The answer is $E_n = \frac{r+1}{r-1} (\frac{r^N+1}{r^N-1} N - \frac{r^n+1}{r^n-1} n)$ where $r = \frac{1-p}{p}$, except that $E_n = (N^2-n^2)/3$ at $r=1$.

Let:
$E_k$ be the expected length of the game starting at $k$ conditioned on winning the game
$F_K$ be the expected length of the game starting at $k$ (win or lose)
$v_k$ be the winning probability at point $k$
$w_k$ be the probability of moving up at point $k$ conditioned on winning the game

Also, note that $p = \frac{1}{r+1}$ and $\frac{r+1}{r-1}=\frac{1}{1-2p}$.

To compute $v_k$, we have $v_k = p v_{k+1} + (1-p) v_{k-1}$ with $v_0 = 0$ and $v_N = 1$.
Thus, $v_k = \frac{r^k-1}{r^N-1}$, except that at $r=1$, $v_k = k/N$.

(Note: One way of computing $v_k$ from the recurrence is that if we rescale the currency so that the difference between $k$ and $k+1$ is $r^k$, the resulting $v$ becomes linear (as a function of the rescaled currency), with $v = 0$ at 0 and $v=1$ at $1+r+...+r^{N-1} = \frac{r^N-1}{r-1}$.)

Key properties of $w_k$:
- $w_k = \frac {p v_{k+1}} {p v_{k+1} + (1-p) v_{k-1}} = \frac{r^{k+1}-1}{r^k-1} p$
- (when defined) $w_k$ is independent of $N$
- $w_k$ is identical for $p$ and $1-p$
- for large $k$ (and $p≠1/2$), $w_k≈\max(p,1-p)$.

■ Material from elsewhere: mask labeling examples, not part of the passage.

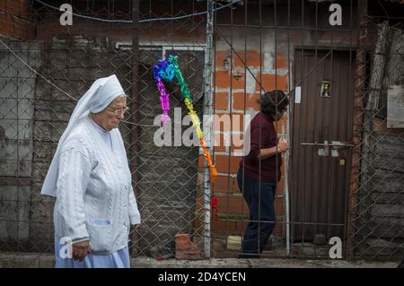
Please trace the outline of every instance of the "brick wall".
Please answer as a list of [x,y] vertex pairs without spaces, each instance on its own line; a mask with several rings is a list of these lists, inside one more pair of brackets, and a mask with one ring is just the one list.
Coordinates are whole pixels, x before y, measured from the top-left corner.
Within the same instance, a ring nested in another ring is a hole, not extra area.
[[[236,56],[236,53],[239,55]],[[216,50],[215,74],[215,114],[240,115],[241,121],[244,114],[250,115],[250,118],[259,112],[259,106],[257,100],[261,92],[274,89],[287,91],[287,61],[283,52],[268,56],[270,50],[259,53],[257,49],[236,50],[231,52],[230,48]],[[229,56],[233,56],[233,68],[229,70],[225,62],[229,63]],[[262,66],[268,64],[267,58],[270,58],[270,68],[263,70]],[[251,71],[244,68],[244,64]],[[231,76],[232,72],[232,76]],[[251,75],[253,74],[253,76]],[[257,80],[254,80],[254,77]],[[238,126],[233,120],[232,134],[242,131],[243,126]],[[286,127],[286,117],[284,117],[284,126]],[[219,134],[215,135],[216,140],[221,140],[222,144],[215,146],[215,164],[218,177],[213,187],[213,195],[217,198],[217,217],[214,218],[212,230],[215,234],[240,234],[242,235],[249,219],[249,212],[242,195],[239,190],[235,178],[239,162],[242,157],[234,156],[233,152],[237,148],[233,142],[230,146],[224,146],[224,132],[222,126],[215,125],[215,130]],[[281,132],[281,130],[280,130]],[[240,148],[238,148],[240,149]],[[201,164],[203,163],[201,158]],[[284,171],[284,170],[283,170]],[[277,187],[277,195],[283,195],[284,176]],[[278,221],[283,221],[284,205],[283,198],[276,199],[276,210]],[[275,235],[282,234],[282,224],[276,227]]]
[[35,29],[30,22],[29,0],[0,1],[0,35],[20,39],[31,39]]

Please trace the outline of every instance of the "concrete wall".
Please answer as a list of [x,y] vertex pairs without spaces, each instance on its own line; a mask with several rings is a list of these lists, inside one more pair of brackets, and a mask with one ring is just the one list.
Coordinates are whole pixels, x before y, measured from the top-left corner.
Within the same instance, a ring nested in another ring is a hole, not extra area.
[[[31,66],[40,65],[40,45],[7,45]],[[0,71],[0,241],[19,249],[31,234],[36,74],[3,44]]]
[[30,0],[0,2],[0,35],[21,39],[35,37],[35,27],[30,18]]

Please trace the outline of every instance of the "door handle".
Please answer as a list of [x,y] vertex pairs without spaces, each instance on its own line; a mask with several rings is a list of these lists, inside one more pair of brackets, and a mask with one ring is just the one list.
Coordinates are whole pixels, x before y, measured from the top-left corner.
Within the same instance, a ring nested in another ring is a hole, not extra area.
[[301,143],[303,146],[321,146],[324,148],[321,148],[317,151],[319,156],[329,156],[329,150],[331,149],[331,157],[338,157],[339,153],[338,149],[339,148],[347,148],[354,147],[354,144],[340,142],[340,141],[331,141],[329,143],[328,140],[325,140],[323,143]]

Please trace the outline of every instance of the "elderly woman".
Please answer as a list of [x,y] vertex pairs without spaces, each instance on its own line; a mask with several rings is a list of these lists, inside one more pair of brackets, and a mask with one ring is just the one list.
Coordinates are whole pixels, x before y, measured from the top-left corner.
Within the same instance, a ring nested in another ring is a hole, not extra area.
[[265,248],[277,221],[274,200],[281,178],[281,153],[289,145],[278,139],[274,121],[279,120],[289,100],[281,91],[261,96],[261,111],[250,125],[250,149],[240,162],[237,183],[250,211],[240,258],[257,258]]
[[[94,82],[78,101],[45,178],[56,196],[56,267],[129,267],[128,234],[140,214],[123,141],[127,111],[118,78]],[[66,256],[64,243],[70,242]]]

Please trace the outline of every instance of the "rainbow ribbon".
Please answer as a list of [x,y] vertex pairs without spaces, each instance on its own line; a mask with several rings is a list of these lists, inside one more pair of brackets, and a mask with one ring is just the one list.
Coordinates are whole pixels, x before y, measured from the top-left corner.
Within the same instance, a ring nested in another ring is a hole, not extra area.
[[180,70],[180,65],[178,65],[178,56],[172,55],[169,56],[168,61],[165,59],[159,60],[159,63],[154,67],[154,82],[157,83],[157,87],[160,91],[160,102],[162,109],[162,125],[167,123],[170,112],[169,96],[165,91],[165,86],[162,81],[164,80],[167,82],[171,82],[174,76],[180,85],[180,91],[182,97],[184,98],[184,103],[187,106],[189,116],[191,117],[192,126],[197,131],[200,145],[202,146],[205,159],[206,160],[207,166],[209,167],[211,181],[215,182],[217,176],[217,171],[215,168],[215,165],[212,163],[212,158],[210,157],[209,152],[207,151],[207,144],[204,140],[204,133],[200,128],[199,117],[198,117],[197,112],[195,112],[194,109],[193,100],[189,92],[189,89],[188,88],[188,84],[185,82],[184,77],[182,76],[181,71]]

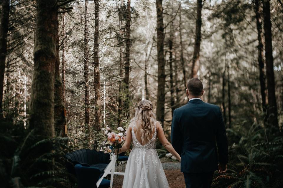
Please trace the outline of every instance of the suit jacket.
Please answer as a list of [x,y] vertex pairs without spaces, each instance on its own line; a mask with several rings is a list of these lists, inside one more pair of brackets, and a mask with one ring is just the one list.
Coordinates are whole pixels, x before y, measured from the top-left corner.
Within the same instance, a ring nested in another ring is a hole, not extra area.
[[175,109],[171,141],[181,157],[181,172],[214,171],[217,169],[218,161],[224,164],[228,162],[225,126],[220,108],[216,105],[194,99]]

A recurrence and some properties of $E$

We can compute E as follows:
$E_N=0$
$E_2-E_1 = -1$
$E_k = 1 + w_k E_{k+1} + (1-w_k) E_{k-1}$
After rearranging terms, we get a recursive formula for computing $E$:
$E_{k+1}-E_k = \frac{1-w_k}{w_k} (E_k-E_{k-1})-\frac{1}{w_k}$

If $p = 1/2$, then $w_k = \frac{k+1}{2k}$, and $E_n = (N^2-n^2)/3$, as noted in the link in Aaron Montgomery's comment on the question (or as computed by taking the limit $p→1/2$ of the general closed-form solution).

If $p ≠ 1/2$, we have a simple asymptotic approximation: $E_n = \frac{N-n}{|1-2p|} - O(r^{-n})$ (or $r^n$ for $r<1$).

The closed form of $E$

The recurrence for $E$ may look hopeless, but $E$ has a special symmetry: It does not change if $p$ is replaced with $1-p$ (equivalently, $r$ with $1/r$), which allows us to express $E$ in terms of $F$:
$F_n = v_n E_n + (1-v_n) E_{N-n}$
$F_{N-n} = (1-v_{N-n}) E_n + v_{N-n} E_{N-n}$

The recurrence for $F$ is
$F_k = 1 + p F_{k+1} + (1-p) F_{k-1}$ with $F(0) = F(N) = 0$.
Since the coefficients do not vary with $k$, we can solve this using standard techniques for solving recurrences (for example, see here):
$F_n = (n - v_n N) / (1-2p)$, except that $p=1/2$, $F_n = n(N-n)$.

After substituting and simplifying, we get the desired $E$.